Rahul Subramanian‘s interest in mathematics began during childhood. He studied computer and information sciences at Rashtreeya Vidyalaya College of Engineering in Bangalore before enrolling in the M.S. in Data Science program at Columbia University.

The 2022 alumnus has sharpened his data science skills through projects with retail and fashion giant Ralph Lauren; Makemytrip, which is considered the Expedia of India; and Orenda, a renewable energy storage company. He will join JPMorgan Chase as a risk data science associate.

Here, Subramanian shares his academic trajectory, his experiences at Columbia during the COVID-19 pandemic, and his future in data science.

What helped to pique your interest in data science?

My interest in data science piqued when I worked as an intern in the e-commerce division of Makemytrip. The project was called the “Travel Inspiration Project,” and my role was to assist my mentor in building a recommendation system model that suggested different travel destinations. I really enjoyed working on the project, and the accolades I received for my work propelled me to pursue more projects in the field of data science.

Why did you choose to come to Columbia for the M.S. in Data Science program?

The curriculum offers a perfect balance with the right amount of computer science-related subjects and statistics-related subjects. Furthermore, you could choose your electives to engineer your profile in the direction of the jobs you want to apply to or research you want to pursue. All of this, coupled with the reputation of Columbia University, made it my number one choice when applying to different universities for my master’s.

How did your undergraduate experience at R.V. College of Engineering prepare you for Columbia?

My college life could be best described as hectic, but fun. I was exposed to a variety of core academic coursework that adhered to my interest, ranging from calculus and algebra to data science and database management. This was accompanied by elective courses, such as natural language processing and big data.

What was your favorite data science course at Columbia?

My favorite course was Applied Machine Learning taught by Vijay Pappu. Everyone is familiar with the conventional techniques and terms in the machine learning space, but knowing which technique to apply in an industrial setting is a skill that the vast majority does not possess.
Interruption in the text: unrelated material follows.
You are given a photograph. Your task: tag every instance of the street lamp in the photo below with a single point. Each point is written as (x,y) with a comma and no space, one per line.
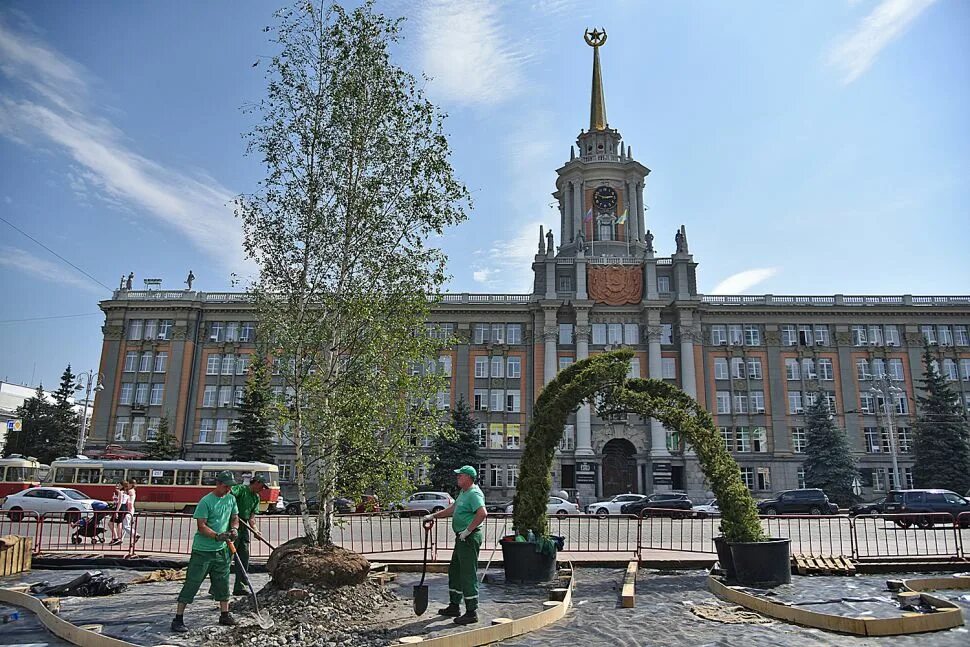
(87,382)
(883,387)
The course taught me several tips and tricks on how to improve the accuracy of machine learning models we build and also gave me an intuition on why the accuracy improved.
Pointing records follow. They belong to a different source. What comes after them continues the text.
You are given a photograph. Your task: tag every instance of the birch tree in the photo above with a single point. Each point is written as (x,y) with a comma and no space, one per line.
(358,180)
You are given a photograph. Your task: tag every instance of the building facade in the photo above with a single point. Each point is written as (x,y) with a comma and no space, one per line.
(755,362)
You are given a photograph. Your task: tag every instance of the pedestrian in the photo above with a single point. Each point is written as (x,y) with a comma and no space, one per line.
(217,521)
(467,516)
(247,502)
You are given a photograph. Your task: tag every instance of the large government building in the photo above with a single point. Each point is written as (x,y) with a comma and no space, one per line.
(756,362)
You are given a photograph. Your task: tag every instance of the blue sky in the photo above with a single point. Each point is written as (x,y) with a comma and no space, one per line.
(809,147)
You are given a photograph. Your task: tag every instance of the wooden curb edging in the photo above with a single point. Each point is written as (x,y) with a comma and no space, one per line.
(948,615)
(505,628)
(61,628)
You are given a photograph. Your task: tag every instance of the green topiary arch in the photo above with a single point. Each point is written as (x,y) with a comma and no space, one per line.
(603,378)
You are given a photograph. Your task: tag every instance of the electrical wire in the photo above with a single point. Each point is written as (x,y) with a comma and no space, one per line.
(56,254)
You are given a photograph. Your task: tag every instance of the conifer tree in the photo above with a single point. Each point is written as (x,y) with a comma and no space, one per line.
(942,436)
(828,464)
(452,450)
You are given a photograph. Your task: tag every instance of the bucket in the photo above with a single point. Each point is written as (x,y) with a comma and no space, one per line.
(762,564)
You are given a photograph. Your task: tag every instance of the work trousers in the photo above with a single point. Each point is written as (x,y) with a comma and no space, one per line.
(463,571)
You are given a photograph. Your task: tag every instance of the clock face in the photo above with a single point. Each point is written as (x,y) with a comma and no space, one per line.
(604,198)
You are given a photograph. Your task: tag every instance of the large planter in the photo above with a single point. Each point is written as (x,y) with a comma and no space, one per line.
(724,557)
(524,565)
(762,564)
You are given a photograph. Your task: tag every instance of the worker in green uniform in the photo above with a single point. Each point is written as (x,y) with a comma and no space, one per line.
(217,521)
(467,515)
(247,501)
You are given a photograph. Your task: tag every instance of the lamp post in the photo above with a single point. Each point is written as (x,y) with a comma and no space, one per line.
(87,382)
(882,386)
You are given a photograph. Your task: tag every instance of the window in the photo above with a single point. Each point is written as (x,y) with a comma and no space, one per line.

Tell us a bit about your capstone project with Ralph Lauren.

I worked on “Market Basket Analysis” with four other members of my data science cohort to help understand factors causing changes in purchase behavior in test and control stores. We presented our findings from the project to the vice president of analytics.

How did your internship with Orenda, Inc. challenge you? 

My role in the company was to build a model that would predict prices in the Texas energy markets. Getting to work on such a niche yet challenging problem immensely helped in improving my knowledge in the field of data science. I worked on the problem end-to-end, and, in turn, this helped me to understand the entire workflow of a typical industry-level machine learning problem.

How did the pandemic impact your experience during the M.S. in Data Science program?

A lot of the arrangements were made online and hybrid, and we did miss out on quite a few university life events. Fortunately, Fall 2021 and Spring 2022 were in-person. The increased graduate social events in Spring 2022 made up for the time we lost as a result of the pandemic. 

What do you enjoy most about living in New York City? 

I can assure you that the hype is totally justified. Despite living in Mumbai, a city that is known to be very cosmopolitan in nature, my exposure levels have risen significantly in New York. The vast variety of cultures you get to see and interact with is just phenomenal. You get to learn about the history and mannerisms of different nations and that has played a pivotal role in making me grow as a person. 

What else did you gain through your experiences at Columbia?

[The Data Science Institute] has a great alumni network. The program—and being a part of the DSI Student Council—taught me to leverage this network to help improve my understanding of the industry.

What are you currently working on that you are most passionate about?

I’m currently working on my project titled Certifyde, which is an end-to-end solution that caters to the needs of both candidates and recruiters. For candidates, it offers a way to keep track of their ongoing and completed courses across multiple course platforms (i.e. Coursera, Udemy, Udacity), and it recommends courses based on their interests and previous courses. For recruiters, it offers a way to view and contact prospective candidates based on their area of interest and completed courses.

This interview has been edited and condensed for clarity.